The telco cloud growth will be driven primarily by cloud infrastructure-related investments, such as Virtual Network Functions (VNFs), Management and Network Orchestration (MANO), and Cloud Native Functions (CNFs).
ABI Research forecasts telco cloud market to be worth US$10 billion in North America, US$9 billion in Asia-Pacific (APAC), and US$8.2 billion in Europe by 2025.
The introduction of cloudified environments in the telco business landscape also presents some shifts in the value chain. For example, telcos are now being presented a second option of telco cloud deployment—the multi-vendor approach, in which different network equipment vendors are responsible for different components of the telco.
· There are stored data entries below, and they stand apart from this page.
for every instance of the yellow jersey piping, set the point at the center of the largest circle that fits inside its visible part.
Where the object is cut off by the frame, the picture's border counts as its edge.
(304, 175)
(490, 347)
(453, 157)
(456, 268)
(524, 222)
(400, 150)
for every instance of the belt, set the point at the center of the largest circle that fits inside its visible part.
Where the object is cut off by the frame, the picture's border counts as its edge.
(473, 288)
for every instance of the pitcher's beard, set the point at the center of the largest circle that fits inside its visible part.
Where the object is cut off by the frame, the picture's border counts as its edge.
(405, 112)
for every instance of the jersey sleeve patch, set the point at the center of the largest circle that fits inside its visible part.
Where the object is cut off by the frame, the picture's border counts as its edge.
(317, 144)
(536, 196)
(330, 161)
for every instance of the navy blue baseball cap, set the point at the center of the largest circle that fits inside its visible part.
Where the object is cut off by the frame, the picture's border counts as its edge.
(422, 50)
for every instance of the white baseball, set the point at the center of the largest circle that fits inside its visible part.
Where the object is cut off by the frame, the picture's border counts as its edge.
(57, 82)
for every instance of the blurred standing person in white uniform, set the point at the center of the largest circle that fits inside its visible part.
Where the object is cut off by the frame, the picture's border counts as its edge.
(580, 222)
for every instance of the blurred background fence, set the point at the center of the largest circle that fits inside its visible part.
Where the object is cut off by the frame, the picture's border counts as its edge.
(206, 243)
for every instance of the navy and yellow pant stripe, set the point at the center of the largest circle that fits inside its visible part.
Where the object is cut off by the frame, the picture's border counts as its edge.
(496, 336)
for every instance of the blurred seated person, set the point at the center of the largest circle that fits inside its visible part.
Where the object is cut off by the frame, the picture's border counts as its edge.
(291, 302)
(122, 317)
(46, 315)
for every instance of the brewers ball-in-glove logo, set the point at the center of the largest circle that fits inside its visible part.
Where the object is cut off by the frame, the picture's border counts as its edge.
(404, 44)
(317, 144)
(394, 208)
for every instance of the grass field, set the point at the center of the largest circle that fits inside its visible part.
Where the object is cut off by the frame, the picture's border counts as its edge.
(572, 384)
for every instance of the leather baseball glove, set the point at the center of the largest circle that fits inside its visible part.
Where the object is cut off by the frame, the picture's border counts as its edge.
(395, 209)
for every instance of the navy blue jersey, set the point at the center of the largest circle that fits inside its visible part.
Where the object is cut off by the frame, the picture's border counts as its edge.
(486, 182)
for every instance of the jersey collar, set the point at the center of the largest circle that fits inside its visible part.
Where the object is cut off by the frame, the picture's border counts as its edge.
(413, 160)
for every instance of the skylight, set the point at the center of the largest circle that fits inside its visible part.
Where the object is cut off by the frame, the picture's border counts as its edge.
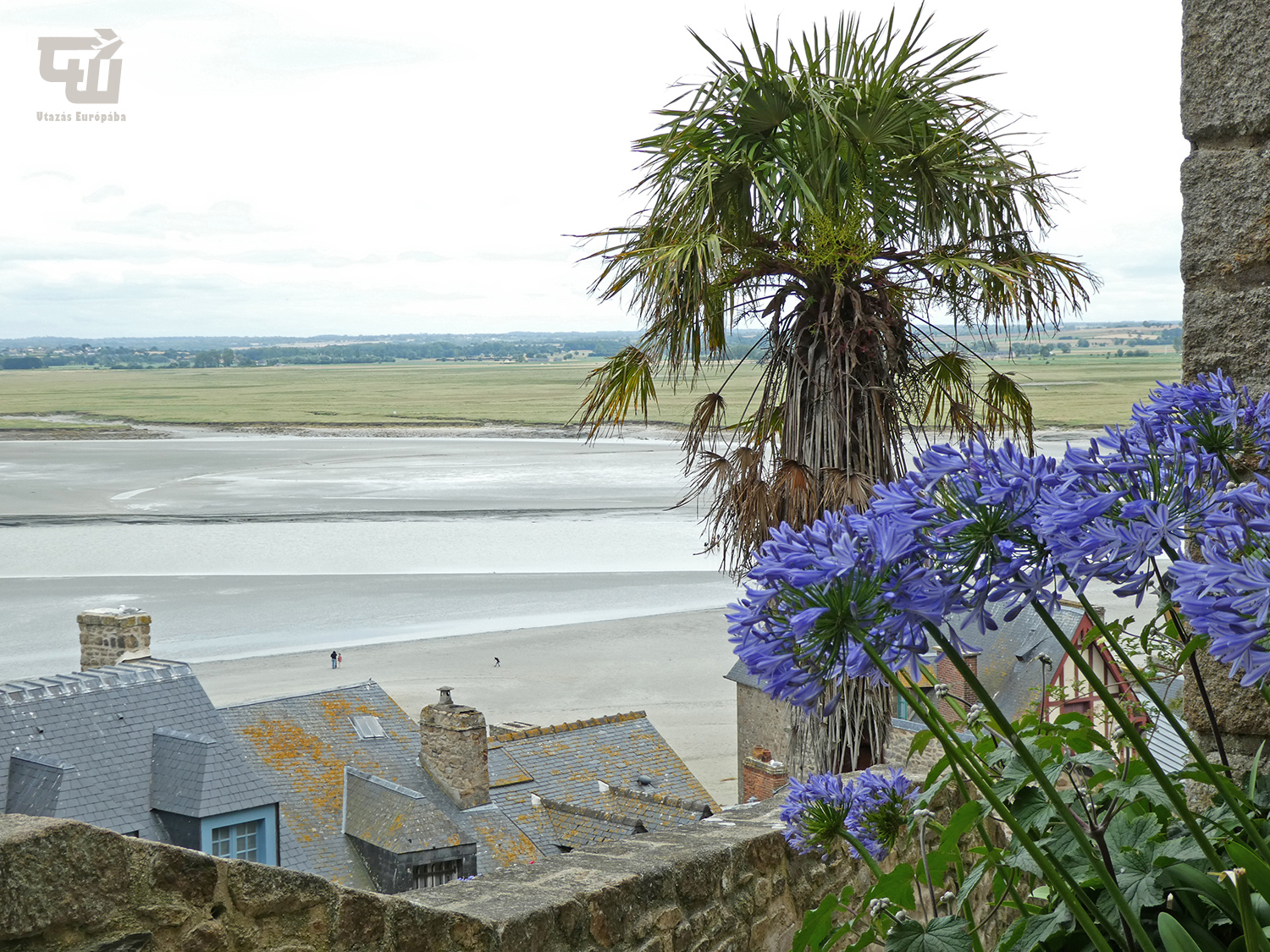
(367, 726)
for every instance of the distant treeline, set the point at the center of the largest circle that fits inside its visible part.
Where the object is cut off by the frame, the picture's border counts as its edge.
(238, 352)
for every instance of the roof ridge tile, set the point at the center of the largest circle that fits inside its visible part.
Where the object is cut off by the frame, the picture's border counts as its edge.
(572, 725)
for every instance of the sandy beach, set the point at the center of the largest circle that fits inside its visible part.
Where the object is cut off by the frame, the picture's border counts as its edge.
(670, 665)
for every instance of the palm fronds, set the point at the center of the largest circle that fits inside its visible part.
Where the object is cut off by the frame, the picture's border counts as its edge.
(842, 190)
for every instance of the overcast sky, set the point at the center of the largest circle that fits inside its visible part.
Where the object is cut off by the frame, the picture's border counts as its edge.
(300, 168)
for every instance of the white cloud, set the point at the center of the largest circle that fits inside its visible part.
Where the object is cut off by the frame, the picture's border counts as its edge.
(296, 168)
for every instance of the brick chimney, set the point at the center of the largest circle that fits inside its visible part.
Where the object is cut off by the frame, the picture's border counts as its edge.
(947, 673)
(112, 635)
(761, 776)
(454, 748)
“While this approach seems to provide some benefits, such as avoiding single-vendor lock in, it also requires substantial coordination of effort, not only through robust MANO, but also between stakeholders during certain key phases of the telco cloud deployment, such as the design and planning phase,” explains Kangrui Ling, 5G Core and Edge Networks Research Analyst at ABI Research.
Another 5G Core and Edge Networks trend highlighted in the whitepaper: 5G network slicing stands to create approximately US$8.9 billion by 2026 at a CAGR of 76%.
Don Alusha, senior analyst at ABI Research points out that the figure is a drop in the bucket for Communication Service Provider (CSP) service revenue. CSPs continue to possess strong network assets, namely low-latency, last-mile access and core network capabilities.
But for the broader industry, capturing significant new growth opportunity will vary in line with their corresponding digitization initiatives and readiness to adopt new technologies like 5G core networks and cloud-native principles.
Conversely, hyperscalers like Microsoft and Amazon are cognizant of these dynamics and are positioning themselves accordingly with telco-specific solutions like Amazon Web Services (AWS) Wavelength and Microsoft Azure Edge Zones, particularly on edge computing deployments.
“Though moderate in the next 5 years, new value creation abounds, but the jury is still out who captures what parts of the bigger emerging 5G edge and network slicing ecosystem,” Alusha concluded.